Gas supply chain issues continue to impact Summit County reserve |

Gas supply chain issues continue to impact Summit County reserve

One local shuttle company is starting to fuel up outside the community

The Breckenridge City Market gas station was out of all non-diesel fuel on July 2.
Photo by Elaine Collins

As tourist visitation increases and social calendars fill up, gas supply remains delayed in Summit County due to driver shortages and high demand. The issue is impacting both gas stations and businesses alike.
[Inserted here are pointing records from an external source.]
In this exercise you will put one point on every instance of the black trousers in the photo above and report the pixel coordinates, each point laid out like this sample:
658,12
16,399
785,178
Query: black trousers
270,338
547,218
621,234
Skyler McKinley, a spokesperson with AAA Colorado, said these issues will likely last the rest of summer, or even the rest of the year. In the meantime, local suppliers like City Market in Dillon are struggling to meet demand.
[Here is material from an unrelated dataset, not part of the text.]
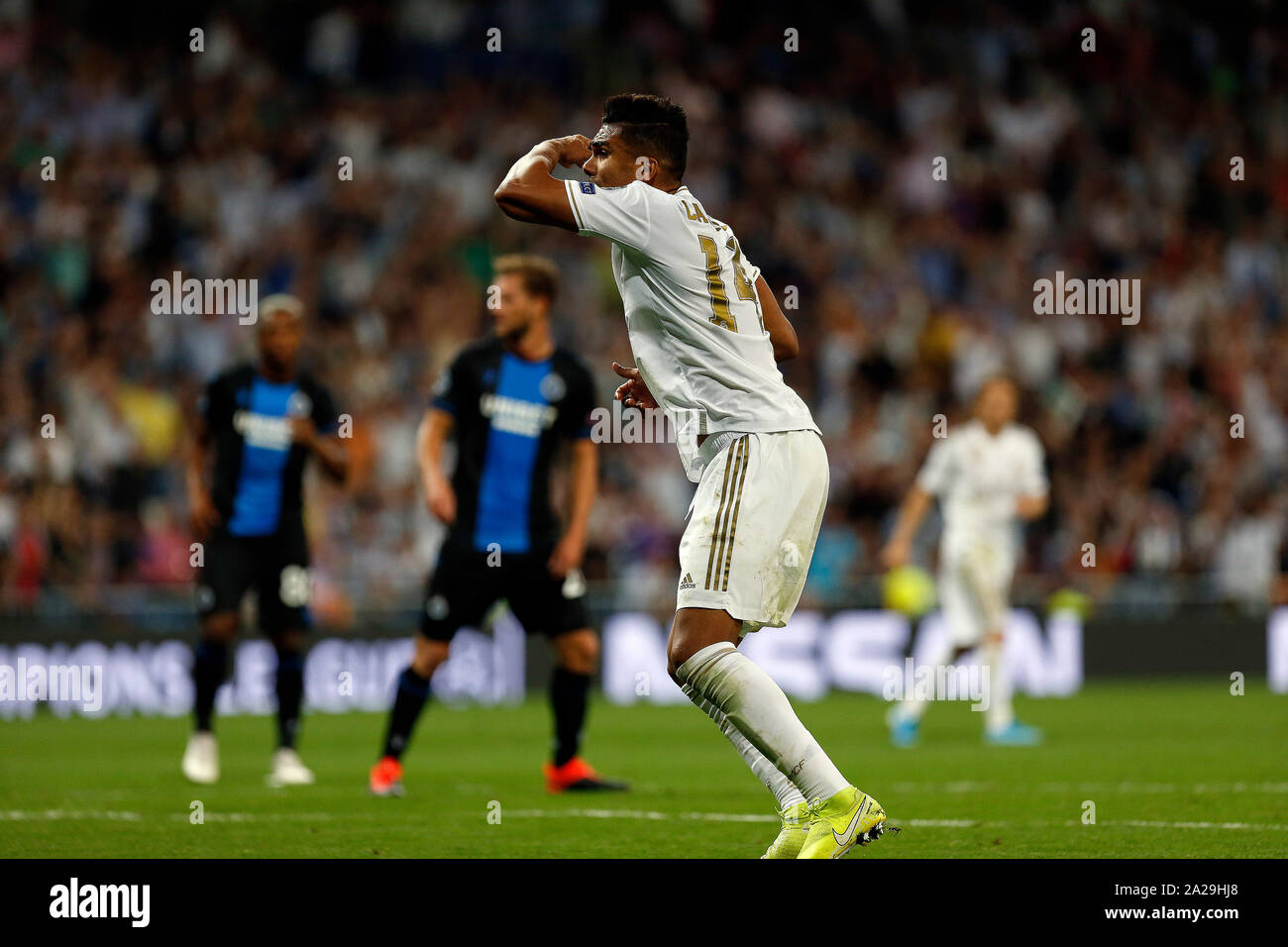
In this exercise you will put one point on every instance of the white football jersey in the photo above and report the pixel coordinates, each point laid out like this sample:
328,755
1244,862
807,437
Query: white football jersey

“This continues to be an industry issue with multiple factors contributing to delays in replenishing fuel supply including carrier capacity issues and road closures,” Jessica Trowbridge, spokesperson for King Soopers and City Market, wrote in an email. “We continue to work with our suppliers to resolve the issue and apologize for the inconvenience.”

On Saturday, July 17, all of the pumps at City Market and Shell in Dillon and Exxon and Sinclair in Silverthorne had both regular and premium gas available, but both the Kum & Go and Circle K stations in Frisco had a few pumps that were out of service.

Other businesses, such as local shuttle operators, are identifying ways around the issue. Owner of Peak 1 Express Duke Bradford said he’s instructed his drivers to fuel up outside the county for the past three weeks.

“We’ve had to sort of pivot and start filling up in Denver along the way,” Bradford said. “We travel predominantly from (Denver International Airport) there and back, so we’ve had to adjust. And when we’ve run short of fuel at our usual stops, we’ve had to then tell our drivers to drop off your guests and get gas before you get the next guests.”

Bradford said he usually has anywhere from eight to 12 shuttles traveling to and from the airport, and it usually takes one or two fuel trips to keep them running throughout the day. Bradford said drivers would fill up when they needed gas before these issues started, but now they top off whenever they can.

Bradford said it costs about $80 right now to fill up one shuttle. His drivers frequently visit the 7-Eleven in Breckenridge because of its proximity to the company’s depot.

Though working around the gas supply chain issues has been challenging, Bradford said he’s happy to be running at all since these issues are nothing like what his business went through at the beginning of the pandemic.

“To be honest, it is a challenge, but frankly we’re just excited to be open,” Bradford said. “If you think of the transportation business a year ago, we were under heavy regulation and it was a stressful time. So in the scope of things, yes, this is a challenge, but it’s not near the challenges we faced over the last year. We’ll get through it.”

As for how the gas supply chain is impacting Summit County’s fleet of vehicles, Chris Lubbers, transit director for the Summit Stage, said the issue hasn’t yet presented a problem.

“Regarding gasoline shortages, we have not experienced any difficulty,” Lubbers wrote in an email. “Our fuel usage consists of diesel fuel and electricity for the most part which is delivered through commercial contracts.”

Many local gas stations were out of regular or premium gas during and after the Fourth of July weekend. McKinley said this wasn’t a gas shortage, but rather issues related to the crude oil supply chain.

“Why I make that distinction between a shortage and what’s going on is that if you ask folks in Summit County, there was a brief period where there were intermittent outages and then fuel came and everybody was able to fill up on a pretty reasonable timeline and this was not a sustained, monthslong problem whereby Summit County drivers weren’t able to get fuel,” McKinley said. “Fundamentally, there’s a delay in the system because we rely on labor to get gas and refined oil products that last mile. Everything is flowing and getting where it needs to go, but from that point of distribution to the service stations, there are some hiccups.”

McKinley said many drivers chose to leave the industry altogether when the demand for gas dropped early last year. Now companies are focused on rehiring and training new employees, which will likely take a few months at least.

McKinley said tourists and community members can expect these issues to last at least the rest of the summer, if not the rest of the year.